Implementation:ArroyoSystems Arroyo Local File Sink
| Knowledge Sources | |
|---|---|
| Domains | Streaming, Connectors, File_Systems |
| Last Updated | 2026-02-08 08:00 GMT |
Overview
Implements a local filesystem sink that writes streaming data to temporary files and atomically moves them to a final directory on commit, with support for partitioning, rolling policies, and checkpointing.
Description
The LocalFileSystemWriter<V> struct is a generic writer parameterized by a LocalWriter implementation (e.g., ParquetLocalWriter or JsonLocalWriter). It uses a two-phase commit protocol:
- Write phase - Data is written to temporary files under an __in_progress directory. Multiple writers can be active simultaneously, one per partition key.
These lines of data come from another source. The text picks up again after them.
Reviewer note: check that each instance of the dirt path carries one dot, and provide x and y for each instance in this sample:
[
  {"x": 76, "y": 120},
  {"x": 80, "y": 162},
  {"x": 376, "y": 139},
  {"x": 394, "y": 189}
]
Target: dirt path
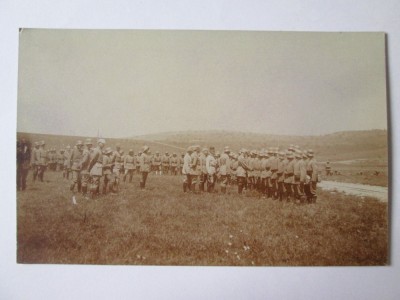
[{"x": 362, "y": 190}]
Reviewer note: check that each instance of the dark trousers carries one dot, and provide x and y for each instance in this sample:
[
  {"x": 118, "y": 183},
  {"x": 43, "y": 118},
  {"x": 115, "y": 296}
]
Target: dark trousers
[
  {"x": 22, "y": 174},
  {"x": 144, "y": 179}
]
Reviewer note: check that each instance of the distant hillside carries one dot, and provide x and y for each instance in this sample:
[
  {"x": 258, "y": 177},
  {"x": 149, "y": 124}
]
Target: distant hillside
[
  {"x": 335, "y": 146},
  {"x": 371, "y": 144}
]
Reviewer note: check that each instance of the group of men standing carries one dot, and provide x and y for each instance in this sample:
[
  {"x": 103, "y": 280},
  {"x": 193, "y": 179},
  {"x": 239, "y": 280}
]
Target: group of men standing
[{"x": 290, "y": 174}]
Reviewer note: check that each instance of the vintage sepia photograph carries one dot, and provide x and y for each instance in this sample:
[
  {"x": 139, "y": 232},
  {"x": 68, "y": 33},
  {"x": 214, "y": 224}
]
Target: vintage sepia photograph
[{"x": 202, "y": 148}]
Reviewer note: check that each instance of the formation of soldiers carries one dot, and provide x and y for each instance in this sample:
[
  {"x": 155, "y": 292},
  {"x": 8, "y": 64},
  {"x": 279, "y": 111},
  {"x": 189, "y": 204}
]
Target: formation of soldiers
[{"x": 290, "y": 175}]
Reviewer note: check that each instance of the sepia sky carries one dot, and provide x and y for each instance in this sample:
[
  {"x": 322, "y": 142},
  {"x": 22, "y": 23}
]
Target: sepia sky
[{"x": 125, "y": 83}]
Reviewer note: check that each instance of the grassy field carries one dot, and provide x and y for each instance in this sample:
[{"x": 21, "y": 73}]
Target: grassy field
[{"x": 163, "y": 226}]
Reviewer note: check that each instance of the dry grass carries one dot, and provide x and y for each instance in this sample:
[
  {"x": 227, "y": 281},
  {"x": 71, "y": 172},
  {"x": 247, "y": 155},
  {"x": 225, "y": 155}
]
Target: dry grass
[{"x": 163, "y": 226}]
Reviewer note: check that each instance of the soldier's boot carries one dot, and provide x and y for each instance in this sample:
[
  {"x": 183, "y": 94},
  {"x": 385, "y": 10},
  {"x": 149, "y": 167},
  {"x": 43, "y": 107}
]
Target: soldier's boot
[{"x": 240, "y": 188}]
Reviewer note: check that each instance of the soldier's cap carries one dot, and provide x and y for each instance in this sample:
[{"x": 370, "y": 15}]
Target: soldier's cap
[{"x": 108, "y": 150}]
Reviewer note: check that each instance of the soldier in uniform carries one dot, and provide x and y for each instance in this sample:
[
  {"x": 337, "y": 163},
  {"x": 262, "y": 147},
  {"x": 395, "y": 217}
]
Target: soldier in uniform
[
  {"x": 157, "y": 163},
  {"x": 303, "y": 173},
  {"x": 86, "y": 157},
  {"x": 328, "y": 169},
  {"x": 137, "y": 161},
  {"x": 186, "y": 170},
  {"x": 289, "y": 173},
  {"x": 280, "y": 175},
  {"x": 41, "y": 159},
  {"x": 174, "y": 164},
  {"x": 34, "y": 161},
  {"x": 75, "y": 166},
  {"x": 116, "y": 160},
  {"x": 60, "y": 160},
  {"x": 273, "y": 161},
  {"x": 241, "y": 170},
  {"x": 144, "y": 160},
  {"x": 67, "y": 156},
  {"x": 224, "y": 169},
  {"x": 263, "y": 173},
  {"x": 23, "y": 162},
  {"x": 129, "y": 165},
  {"x": 211, "y": 166},
  {"x": 165, "y": 163},
  {"x": 203, "y": 169},
  {"x": 96, "y": 167},
  {"x": 107, "y": 169},
  {"x": 312, "y": 172},
  {"x": 194, "y": 164},
  {"x": 296, "y": 172}
]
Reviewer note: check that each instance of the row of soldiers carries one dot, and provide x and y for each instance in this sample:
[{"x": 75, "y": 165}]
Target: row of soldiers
[{"x": 290, "y": 174}]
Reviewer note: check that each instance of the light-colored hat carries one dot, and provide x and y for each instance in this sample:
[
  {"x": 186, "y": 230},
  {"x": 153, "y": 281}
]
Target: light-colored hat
[{"x": 108, "y": 150}]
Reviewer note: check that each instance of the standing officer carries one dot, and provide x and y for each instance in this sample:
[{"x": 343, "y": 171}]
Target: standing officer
[
  {"x": 289, "y": 174},
  {"x": 157, "y": 163},
  {"x": 173, "y": 164},
  {"x": 23, "y": 161},
  {"x": 41, "y": 160},
  {"x": 312, "y": 171},
  {"x": 67, "y": 156},
  {"x": 241, "y": 170},
  {"x": 87, "y": 152},
  {"x": 186, "y": 170},
  {"x": 224, "y": 168},
  {"x": 194, "y": 171},
  {"x": 129, "y": 165},
  {"x": 144, "y": 160},
  {"x": 165, "y": 163},
  {"x": 116, "y": 160},
  {"x": 96, "y": 167},
  {"x": 35, "y": 161},
  {"x": 203, "y": 169},
  {"x": 75, "y": 165},
  {"x": 211, "y": 164}
]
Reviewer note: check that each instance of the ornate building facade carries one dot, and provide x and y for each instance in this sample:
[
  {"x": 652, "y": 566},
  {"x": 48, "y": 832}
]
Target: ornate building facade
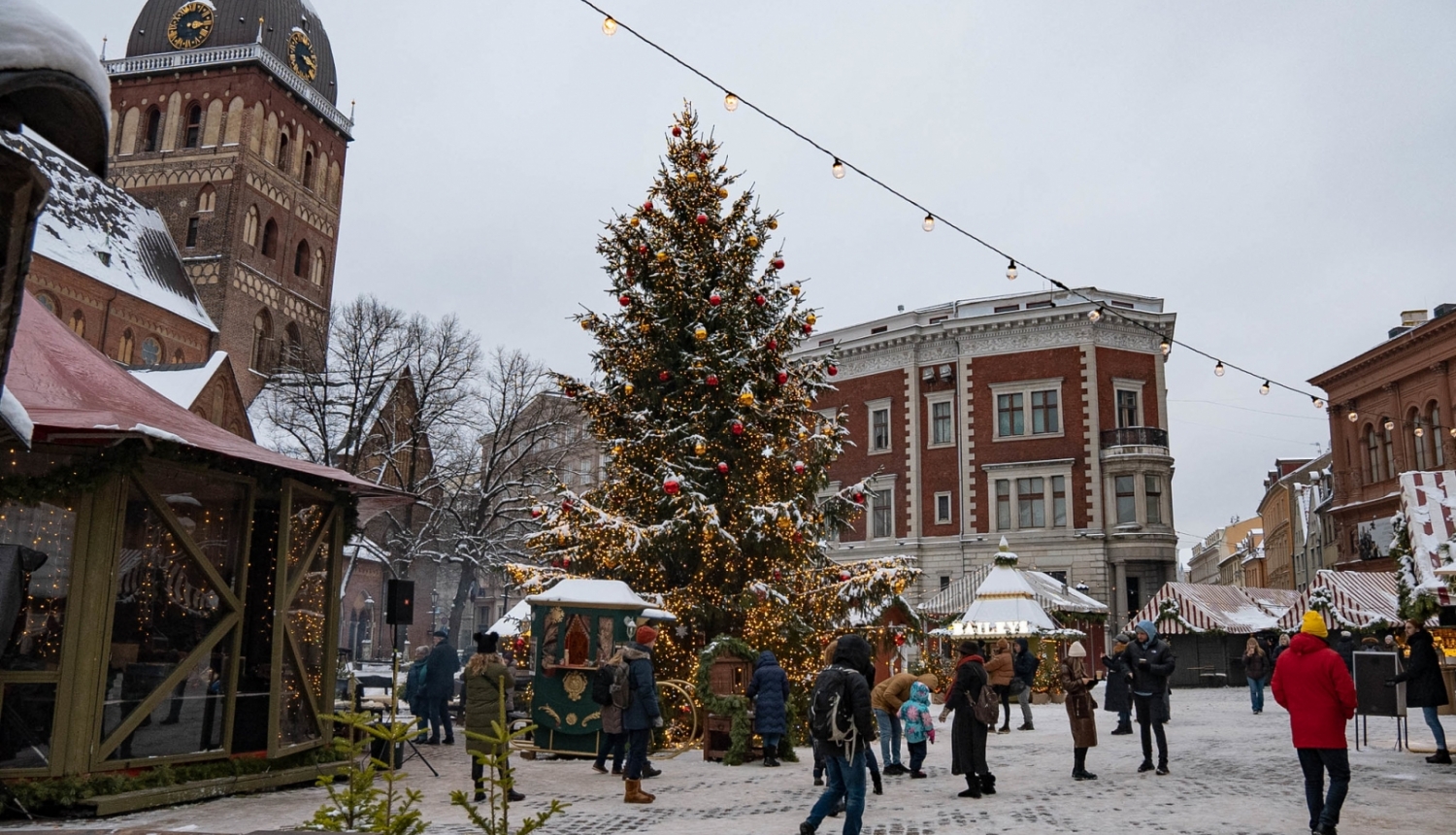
[{"x": 1019, "y": 418}]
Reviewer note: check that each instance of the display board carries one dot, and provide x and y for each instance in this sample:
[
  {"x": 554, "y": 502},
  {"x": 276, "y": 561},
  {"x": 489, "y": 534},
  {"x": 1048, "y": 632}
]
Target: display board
[{"x": 1373, "y": 698}]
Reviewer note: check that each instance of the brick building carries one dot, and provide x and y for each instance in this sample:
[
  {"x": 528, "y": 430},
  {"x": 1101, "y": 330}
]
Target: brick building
[
  {"x": 1015, "y": 416},
  {"x": 224, "y": 119},
  {"x": 1389, "y": 413}
]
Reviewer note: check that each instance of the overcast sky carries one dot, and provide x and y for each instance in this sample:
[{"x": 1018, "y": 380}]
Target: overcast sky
[{"x": 1281, "y": 174}]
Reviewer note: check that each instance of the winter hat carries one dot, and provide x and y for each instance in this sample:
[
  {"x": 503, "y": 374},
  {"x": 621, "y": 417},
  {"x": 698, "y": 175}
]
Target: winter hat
[{"x": 1313, "y": 624}]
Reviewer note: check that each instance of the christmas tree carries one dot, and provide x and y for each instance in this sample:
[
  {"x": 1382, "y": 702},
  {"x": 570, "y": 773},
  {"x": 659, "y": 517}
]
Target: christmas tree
[{"x": 716, "y": 494}]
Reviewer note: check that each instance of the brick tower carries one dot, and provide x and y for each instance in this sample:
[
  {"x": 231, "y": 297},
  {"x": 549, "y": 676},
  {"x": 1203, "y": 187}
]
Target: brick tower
[{"x": 224, "y": 119}]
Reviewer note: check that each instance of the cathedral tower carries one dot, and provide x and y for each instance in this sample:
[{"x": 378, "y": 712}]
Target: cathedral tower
[{"x": 224, "y": 119}]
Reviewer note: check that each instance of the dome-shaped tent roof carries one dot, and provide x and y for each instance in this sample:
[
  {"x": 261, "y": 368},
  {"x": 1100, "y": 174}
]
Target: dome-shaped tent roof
[{"x": 236, "y": 23}]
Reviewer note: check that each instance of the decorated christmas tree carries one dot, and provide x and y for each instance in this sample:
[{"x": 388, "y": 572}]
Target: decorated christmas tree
[{"x": 716, "y": 491}]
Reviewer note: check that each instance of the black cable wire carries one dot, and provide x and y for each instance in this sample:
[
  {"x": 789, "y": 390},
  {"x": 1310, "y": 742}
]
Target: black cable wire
[{"x": 938, "y": 217}]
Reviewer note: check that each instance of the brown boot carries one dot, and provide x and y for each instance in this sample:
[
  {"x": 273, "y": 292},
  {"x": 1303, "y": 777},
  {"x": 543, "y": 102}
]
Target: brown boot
[{"x": 635, "y": 793}]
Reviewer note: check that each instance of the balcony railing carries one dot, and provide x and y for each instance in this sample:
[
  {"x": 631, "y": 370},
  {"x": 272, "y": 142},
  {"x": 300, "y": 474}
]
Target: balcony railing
[
  {"x": 1135, "y": 436},
  {"x": 226, "y": 55}
]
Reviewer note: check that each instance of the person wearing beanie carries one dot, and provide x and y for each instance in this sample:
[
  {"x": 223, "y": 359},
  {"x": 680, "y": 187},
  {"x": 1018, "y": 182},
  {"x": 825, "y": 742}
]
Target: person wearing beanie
[
  {"x": 1118, "y": 697},
  {"x": 1424, "y": 686},
  {"x": 486, "y": 685},
  {"x": 1080, "y": 707},
  {"x": 1150, "y": 660},
  {"x": 1312, "y": 684},
  {"x": 643, "y": 715}
]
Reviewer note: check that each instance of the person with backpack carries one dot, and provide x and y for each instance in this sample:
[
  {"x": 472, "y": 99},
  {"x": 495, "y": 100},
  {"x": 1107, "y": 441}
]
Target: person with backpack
[
  {"x": 769, "y": 692},
  {"x": 844, "y": 723},
  {"x": 643, "y": 712},
  {"x": 608, "y": 688},
  {"x": 976, "y": 707}
]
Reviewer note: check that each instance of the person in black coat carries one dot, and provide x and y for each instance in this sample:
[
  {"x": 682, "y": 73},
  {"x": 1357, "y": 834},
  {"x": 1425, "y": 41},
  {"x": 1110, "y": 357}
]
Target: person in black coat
[
  {"x": 969, "y": 733},
  {"x": 769, "y": 691},
  {"x": 1424, "y": 685}
]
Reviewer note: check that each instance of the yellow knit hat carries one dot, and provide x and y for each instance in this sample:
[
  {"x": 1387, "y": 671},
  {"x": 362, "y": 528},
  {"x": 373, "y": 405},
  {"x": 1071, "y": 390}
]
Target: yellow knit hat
[{"x": 1315, "y": 624}]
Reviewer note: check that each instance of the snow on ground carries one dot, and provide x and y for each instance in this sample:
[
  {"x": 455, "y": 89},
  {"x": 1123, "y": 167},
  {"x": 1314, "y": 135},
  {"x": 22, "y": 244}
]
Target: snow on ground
[{"x": 1232, "y": 773}]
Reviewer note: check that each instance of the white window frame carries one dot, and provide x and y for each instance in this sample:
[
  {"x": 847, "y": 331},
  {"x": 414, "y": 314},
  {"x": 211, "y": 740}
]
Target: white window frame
[
  {"x": 949, "y": 509},
  {"x": 1042, "y": 470},
  {"x": 1025, "y": 389},
  {"x": 1136, "y": 387},
  {"x": 871, "y": 407},
  {"x": 931, "y": 401}
]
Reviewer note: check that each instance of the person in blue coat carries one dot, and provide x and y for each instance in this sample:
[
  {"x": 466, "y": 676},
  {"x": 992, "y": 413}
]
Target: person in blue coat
[{"x": 769, "y": 691}]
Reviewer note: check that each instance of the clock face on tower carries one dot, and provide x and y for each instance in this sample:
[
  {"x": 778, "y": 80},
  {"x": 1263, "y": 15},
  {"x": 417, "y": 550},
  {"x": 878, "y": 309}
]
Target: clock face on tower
[
  {"x": 191, "y": 25},
  {"x": 300, "y": 55}
]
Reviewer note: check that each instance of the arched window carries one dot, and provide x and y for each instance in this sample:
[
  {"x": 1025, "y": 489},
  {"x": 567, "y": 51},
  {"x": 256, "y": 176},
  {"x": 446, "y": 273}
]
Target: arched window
[
  {"x": 300, "y": 259},
  {"x": 262, "y": 337},
  {"x": 150, "y": 351},
  {"x": 194, "y": 125},
  {"x": 250, "y": 226},
  {"x": 153, "y": 130},
  {"x": 125, "y": 349}
]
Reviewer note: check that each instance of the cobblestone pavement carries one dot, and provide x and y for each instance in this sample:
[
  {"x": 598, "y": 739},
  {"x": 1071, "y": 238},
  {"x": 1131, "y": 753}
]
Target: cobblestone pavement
[{"x": 1232, "y": 774}]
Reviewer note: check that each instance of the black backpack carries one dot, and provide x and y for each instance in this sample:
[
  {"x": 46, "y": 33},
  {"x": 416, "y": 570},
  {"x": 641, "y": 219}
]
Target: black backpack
[{"x": 832, "y": 716}]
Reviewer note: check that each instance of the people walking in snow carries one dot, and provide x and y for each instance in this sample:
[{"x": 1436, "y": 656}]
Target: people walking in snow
[
  {"x": 643, "y": 715},
  {"x": 1024, "y": 668},
  {"x": 1118, "y": 698},
  {"x": 1080, "y": 707},
  {"x": 842, "y": 683},
  {"x": 1002, "y": 668},
  {"x": 1255, "y": 669},
  {"x": 769, "y": 691},
  {"x": 919, "y": 724},
  {"x": 1424, "y": 686},
  {"x": 1150, "y": 660},
  {"x": 486, "y": 684},
  {"x": 969, "y": 733},
  {"x": 1319, "y": 695},
  {"x": 887, "y": 697}
]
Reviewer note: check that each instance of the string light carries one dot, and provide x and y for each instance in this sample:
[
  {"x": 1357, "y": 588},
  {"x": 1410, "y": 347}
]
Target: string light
[{"x": 922, "y": 207}]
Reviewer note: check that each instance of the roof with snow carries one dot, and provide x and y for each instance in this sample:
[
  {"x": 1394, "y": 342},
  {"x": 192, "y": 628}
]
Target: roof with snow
[
  {"x": 99, "y": 230},
  {"x": 1429, "y": 503}
]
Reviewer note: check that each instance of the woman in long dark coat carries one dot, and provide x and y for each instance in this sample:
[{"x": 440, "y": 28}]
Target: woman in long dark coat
[
  {"x": 969, "y": 733},
  {"x": 1080, "y": 709},
  {"x": 771, "y": 692}
]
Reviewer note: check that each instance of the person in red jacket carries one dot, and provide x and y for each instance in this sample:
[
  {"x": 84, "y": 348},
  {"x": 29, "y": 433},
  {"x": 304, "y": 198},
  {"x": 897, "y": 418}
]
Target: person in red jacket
[{"x": 1312, "y": 684}]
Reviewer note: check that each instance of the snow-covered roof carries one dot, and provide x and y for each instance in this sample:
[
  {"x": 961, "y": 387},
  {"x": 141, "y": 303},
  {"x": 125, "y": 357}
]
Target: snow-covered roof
[
  {"x": 102, "y": 232},
  {"x": 591, "y": 593},
  {"x": 1429, "y": 503},
  {"x": 181, "y": 384}
]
- Commit phase - On commit, temporary files are atomically renamed (via
tokio::fs::rename) to their final destination directory.
The LocalWriter trait defines the contract for format-specific local file writers with methods for write_batch, sync, close, checkpoint, and stats. Writers are created lazily when data arrives for a partition and are named using configurable strategies (Serial, ULID, UUID, UUIDv7) with optional prefix and suffix.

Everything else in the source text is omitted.